Did other women spend their Saturday nights like this? She must be doing something wrong. What did a girl have to do to meet a nice guy who wasn’t either set on killing her or being hunted himself?

Standing, her body shivering and her steps moving her in zigzags across the ground, Annja didn’t look back.

If the man lying on the ground was the sniper, she wanted to get out of his range before he came to.

Her lungs thudded like heavy chunks of ice against her ribs, and the muscles in her legs felt as if they’d been stretched like taffy. She wasn’t far from home.

Forcing herself to wander through the debris-littered back lot of a warehouse, she found the street and trudged onward.

When a cab pulled alongside her, Annja hugged the icy yellow vehicle before crawling into the backseat.

 

“G
OOD GIRL
, A
NNJA
. You got the prize.”

Dropping the sniper scope, the tall dark-haired man quickly crossed the cement floor and descended the iron stairs. Each footstep clanked loudly. He wasn’t concerned with stealth.

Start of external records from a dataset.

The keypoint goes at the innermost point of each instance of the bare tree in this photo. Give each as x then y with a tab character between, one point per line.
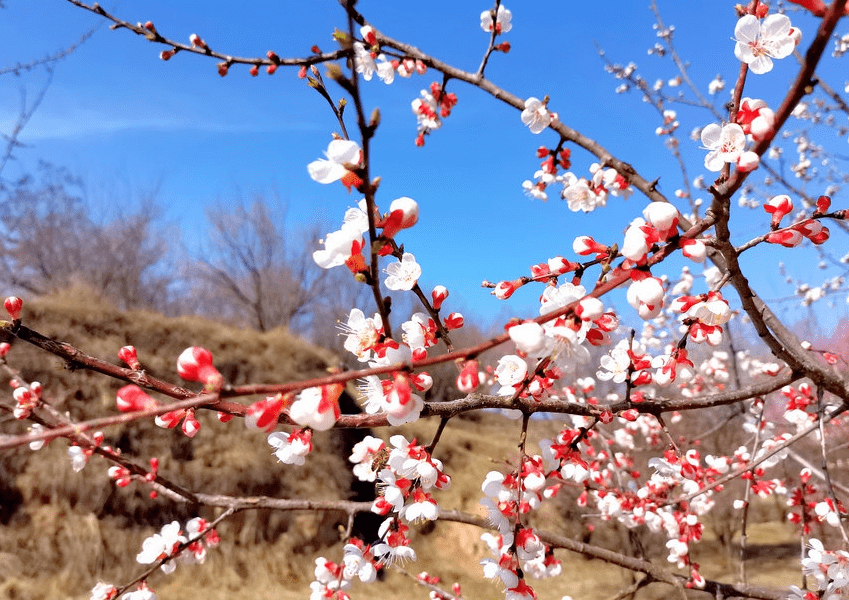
51	241
254	275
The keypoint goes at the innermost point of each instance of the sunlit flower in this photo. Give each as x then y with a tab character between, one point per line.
403	274
758	42
725	143
502	20
340	154
536	115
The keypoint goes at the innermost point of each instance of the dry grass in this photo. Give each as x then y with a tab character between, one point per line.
67	530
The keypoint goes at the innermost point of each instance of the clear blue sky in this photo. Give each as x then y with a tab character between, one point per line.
128	122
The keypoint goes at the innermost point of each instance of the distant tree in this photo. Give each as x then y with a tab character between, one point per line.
51	241
254	274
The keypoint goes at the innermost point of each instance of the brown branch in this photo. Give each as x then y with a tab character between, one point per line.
154	37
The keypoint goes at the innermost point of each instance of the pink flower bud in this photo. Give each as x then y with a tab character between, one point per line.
368	35
505	289
403	214
748	161
262	415
132	398
170	419
629	415
789	238
399	396
13	306
454	321
468	380
195	364
663	217
778	207
130	357
423	381
559	265
190	424
439	294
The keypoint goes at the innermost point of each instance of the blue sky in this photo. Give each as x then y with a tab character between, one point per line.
128	122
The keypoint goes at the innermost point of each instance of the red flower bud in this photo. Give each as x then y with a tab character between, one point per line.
13	306
128	355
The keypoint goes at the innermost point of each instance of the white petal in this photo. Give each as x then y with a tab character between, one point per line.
747	29
711	135
343	151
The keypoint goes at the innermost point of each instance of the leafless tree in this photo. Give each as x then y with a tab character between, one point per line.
257	274
52	241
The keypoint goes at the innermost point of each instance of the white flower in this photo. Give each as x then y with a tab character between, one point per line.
339	153
510	371
290	449
529	337
103	591
339	246
580	197
162	545
403	274
78	457
502	20
717	85
759	42
312	409
616	363
366	64
725	143
536	115
362	334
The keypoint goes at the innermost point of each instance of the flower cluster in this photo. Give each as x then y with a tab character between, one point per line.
171	543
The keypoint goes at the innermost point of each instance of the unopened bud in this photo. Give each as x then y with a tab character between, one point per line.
13	306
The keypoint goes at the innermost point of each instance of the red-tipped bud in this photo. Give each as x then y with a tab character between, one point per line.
132	398
778	207
369	35
468	380
505	289
190	424
130	357
439	294
403	213
13	306
170	419
423	381
262	415
823	204
454	321
195	364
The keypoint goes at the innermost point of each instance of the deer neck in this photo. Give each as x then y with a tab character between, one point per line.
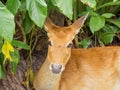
46	78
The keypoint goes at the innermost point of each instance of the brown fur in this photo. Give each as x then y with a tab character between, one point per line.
82	69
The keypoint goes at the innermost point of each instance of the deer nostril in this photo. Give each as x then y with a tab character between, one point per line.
56	68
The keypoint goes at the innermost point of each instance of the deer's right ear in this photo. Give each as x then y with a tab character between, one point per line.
48	25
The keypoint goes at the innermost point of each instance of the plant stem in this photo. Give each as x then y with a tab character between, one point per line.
74	19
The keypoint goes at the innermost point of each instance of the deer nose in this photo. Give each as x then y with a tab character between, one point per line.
56	68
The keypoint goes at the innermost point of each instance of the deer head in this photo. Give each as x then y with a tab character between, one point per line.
60	38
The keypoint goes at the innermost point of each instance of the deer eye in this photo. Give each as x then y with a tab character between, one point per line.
70	45
49	43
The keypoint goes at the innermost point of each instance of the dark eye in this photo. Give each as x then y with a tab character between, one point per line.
70	45
49	43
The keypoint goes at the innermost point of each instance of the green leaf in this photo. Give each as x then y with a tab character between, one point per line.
107	37
114	21
1	43
96	23
107	15
109	4
90	3
65	7
7	25
27	23
85	42
23	5
15	56
2	72
20	44
13	5
37	10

He’d almost been too late. Hadn’t been able to stop the first shot. But the second he’d altered the course. Not much, but enough to save the girl.

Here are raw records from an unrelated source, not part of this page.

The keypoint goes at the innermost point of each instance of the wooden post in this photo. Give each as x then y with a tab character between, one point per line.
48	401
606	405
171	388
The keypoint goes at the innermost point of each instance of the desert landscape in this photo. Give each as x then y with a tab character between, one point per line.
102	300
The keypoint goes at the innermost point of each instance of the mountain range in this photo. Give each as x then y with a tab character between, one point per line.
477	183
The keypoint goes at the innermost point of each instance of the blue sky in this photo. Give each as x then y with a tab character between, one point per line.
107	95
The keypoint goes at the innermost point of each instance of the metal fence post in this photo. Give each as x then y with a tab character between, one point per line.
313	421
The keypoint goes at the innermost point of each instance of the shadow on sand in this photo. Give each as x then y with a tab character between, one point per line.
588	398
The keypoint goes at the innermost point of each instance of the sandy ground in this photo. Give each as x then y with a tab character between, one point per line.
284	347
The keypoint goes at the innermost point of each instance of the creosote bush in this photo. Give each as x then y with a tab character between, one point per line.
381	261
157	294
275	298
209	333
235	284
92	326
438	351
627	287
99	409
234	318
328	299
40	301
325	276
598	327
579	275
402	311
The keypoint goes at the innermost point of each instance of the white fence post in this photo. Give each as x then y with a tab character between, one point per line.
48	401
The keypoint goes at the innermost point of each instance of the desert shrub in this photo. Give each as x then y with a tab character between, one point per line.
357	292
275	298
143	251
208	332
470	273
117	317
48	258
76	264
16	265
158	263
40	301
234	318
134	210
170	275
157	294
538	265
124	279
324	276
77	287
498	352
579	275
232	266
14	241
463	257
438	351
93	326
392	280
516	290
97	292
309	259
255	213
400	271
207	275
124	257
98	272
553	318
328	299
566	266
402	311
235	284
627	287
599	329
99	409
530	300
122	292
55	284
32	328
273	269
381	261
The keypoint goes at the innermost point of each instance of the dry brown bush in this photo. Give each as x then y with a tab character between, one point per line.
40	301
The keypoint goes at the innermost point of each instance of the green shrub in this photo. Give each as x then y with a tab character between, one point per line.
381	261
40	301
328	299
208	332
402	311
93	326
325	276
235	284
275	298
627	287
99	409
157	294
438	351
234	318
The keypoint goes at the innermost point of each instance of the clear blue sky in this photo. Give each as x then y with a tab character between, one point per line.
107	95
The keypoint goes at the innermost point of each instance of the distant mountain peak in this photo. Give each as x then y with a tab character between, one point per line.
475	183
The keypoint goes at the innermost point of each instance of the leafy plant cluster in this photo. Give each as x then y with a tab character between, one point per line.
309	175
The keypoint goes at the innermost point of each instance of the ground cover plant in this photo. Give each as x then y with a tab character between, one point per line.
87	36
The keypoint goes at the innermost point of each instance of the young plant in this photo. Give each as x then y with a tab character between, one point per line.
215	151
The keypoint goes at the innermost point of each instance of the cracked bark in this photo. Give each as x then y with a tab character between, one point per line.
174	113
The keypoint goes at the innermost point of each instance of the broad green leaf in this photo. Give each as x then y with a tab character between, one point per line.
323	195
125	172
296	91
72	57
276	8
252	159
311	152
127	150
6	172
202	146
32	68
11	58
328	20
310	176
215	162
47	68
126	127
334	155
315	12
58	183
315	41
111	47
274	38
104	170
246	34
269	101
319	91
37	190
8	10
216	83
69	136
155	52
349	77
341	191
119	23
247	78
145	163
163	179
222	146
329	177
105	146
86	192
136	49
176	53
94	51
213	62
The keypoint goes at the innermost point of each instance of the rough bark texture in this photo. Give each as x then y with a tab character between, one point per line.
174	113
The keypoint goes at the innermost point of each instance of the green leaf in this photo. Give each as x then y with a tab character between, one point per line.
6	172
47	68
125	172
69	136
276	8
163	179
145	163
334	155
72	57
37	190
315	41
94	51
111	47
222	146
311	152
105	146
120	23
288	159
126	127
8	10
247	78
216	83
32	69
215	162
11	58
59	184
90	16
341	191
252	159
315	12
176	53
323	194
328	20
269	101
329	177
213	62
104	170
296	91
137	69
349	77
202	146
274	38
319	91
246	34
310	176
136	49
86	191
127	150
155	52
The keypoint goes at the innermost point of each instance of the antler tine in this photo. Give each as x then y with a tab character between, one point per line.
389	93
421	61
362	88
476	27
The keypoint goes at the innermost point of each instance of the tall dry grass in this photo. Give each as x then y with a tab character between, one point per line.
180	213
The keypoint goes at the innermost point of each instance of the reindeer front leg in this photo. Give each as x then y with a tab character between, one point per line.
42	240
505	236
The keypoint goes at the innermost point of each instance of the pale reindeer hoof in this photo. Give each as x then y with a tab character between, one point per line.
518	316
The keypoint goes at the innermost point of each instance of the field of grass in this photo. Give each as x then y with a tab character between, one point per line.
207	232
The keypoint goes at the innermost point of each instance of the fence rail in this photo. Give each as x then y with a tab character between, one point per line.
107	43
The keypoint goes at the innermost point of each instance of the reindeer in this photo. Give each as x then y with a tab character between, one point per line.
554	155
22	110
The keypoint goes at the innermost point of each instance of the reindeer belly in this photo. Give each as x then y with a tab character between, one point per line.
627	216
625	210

Now, to see what she did with the prize.

 

H
ARRIS LET THE PHONE
ring six times before hanging up. The sniper had agreed to contact him with details of the skull’s whereabouts, and keep him posted about each move Cooke made.

He wasn’t supposed to fire a shot unless the man holding the skull looked as though he would hand it over to someone else. Cooke hadn’t even gotten the thing out of his backpack. Harris, from his vantage point on a building half a mile down the canal, bit back a growl as the pair went over the railing, taking the skull with them.

“Idiot,” he muttered. “Ravenscroft must have hired the sniper. That man knows so little about fieldwork!”

Tucking the cell phone inside his jacket, Harris eyed the brick-fronted warehouse where he knew the sniper had been positioned. The shooter should be long gone.

Five minutes later, Harris topped the fourth-floor stairs in the abandoned warehouse. His shoes crunched across debris of broken glass and Sheetrock. An icy breeze whipped up his collar and froze his face. At the far end of the warehouse he saw the M-16 rifle, still set upon a tripod.

He rushed through the darkness and stopped before he tripped over a man’s body.

“What the hell?”

Inspection found no ID on the body. He wore black leather gloves and shooting glasses. The sniper. He was dead. No blood evidence. Looked as if someone had broken his neck.

Harris stretched his gaze through the hazy darkness in a circle around him. Whoever had taken out the sniper could still be lurking.

Why had this happened? Had Ravenscroft sent his own backup?

It made no sense at all. This was merely a surveillance job. Keep an eye on Cooke, and make sure he doesn’t do anything rash between the time he landed in New York and met Ravenscroft for the handoff.

Harris scrubbed a hand over his scalp. Anything and everything had gone wrong.

“Ravenscroft is not going to like this one bit.”